17 Nisan 2020

Köy Enstitüleri Tarihi

Köy enstitülerinin gerek açılış koşulları, ana amacı, kapatılış koşulları ve sorunları; gerekse ana felsefesinin gelecek için eğitim vizyonu ve misyonu katkıları konusunda gerçekçi ve gerekirci düşünce yaklaşımları ile önemli noktalarının ortaya konulması yararlı ve gerekli görülmüştür. Çünkü bir ülkenin geçmişten bugüne, geleceğe yönelik isabetli uzun dönemli politikaları ve stratejik planları ile geleceğini kazanabileceği aksi halde kaybedeceği açıktır. 

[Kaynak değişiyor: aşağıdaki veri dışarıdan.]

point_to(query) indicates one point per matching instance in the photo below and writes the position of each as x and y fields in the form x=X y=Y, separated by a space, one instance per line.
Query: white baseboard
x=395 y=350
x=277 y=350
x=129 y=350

Ülke olarak isabetli ve kararlı uzun dönemli politikalar ve stratejik planlar ile ülke geleceğinin kazanılması, yaratılması zorunlu görülmektedir. Türkiye Cumhuriyet'inin 1930 yıllarında toplam nüfusu 14-15 milyon, köy nüfusu 11-12 milyon dolayında idi. Türkiye Cumhuriyeti ekonomisinin ve nüfusunun yaklaşık % 80'i köye ve tarıma dayalı yaşamaktaydı. O yıllarda Türkiye'nin köylerin büyük bir çoğunluğunda yol, su, elektrik, sağlık ocağı, okul yoktu. 

Köylerin büyük bir çoğunluğuna bilimin, demokrasinin ve cumhuriyetin temel ilkeleri ve değerleri tam girmemişti; köylülerin büyük bir çoğunluğu okuma yazma bilmiyordu. Diğer yandan 1900 yıllara doğru realizme ve pragmatizme dayalı idealizm bakış açısı yönünde Amerika'da J. DEWEY'in "iş eğitimi, üretici ve faydacı eğitim, demokratik eğitim," Avrupa'da O. DECROLY'in "hayat ile hayat içinde eğitim," görüşleri önem kazanarak yaygınlaşmıştı, yaygınlaşmaktaydı. Bu bağlamda cumhuriyet'in ilk yıllarında "yaşamda bir iş yapacak, üretici ve kişilikli insan, iyi bir yurttaş yetiştirme," görüşleri önem kazanarak kuvvetlenmişti; dolayısı ile ekonomik ve kültürel kalkınmanın tarımdan, köyden başlatılması zorunlu görülmekteydi. 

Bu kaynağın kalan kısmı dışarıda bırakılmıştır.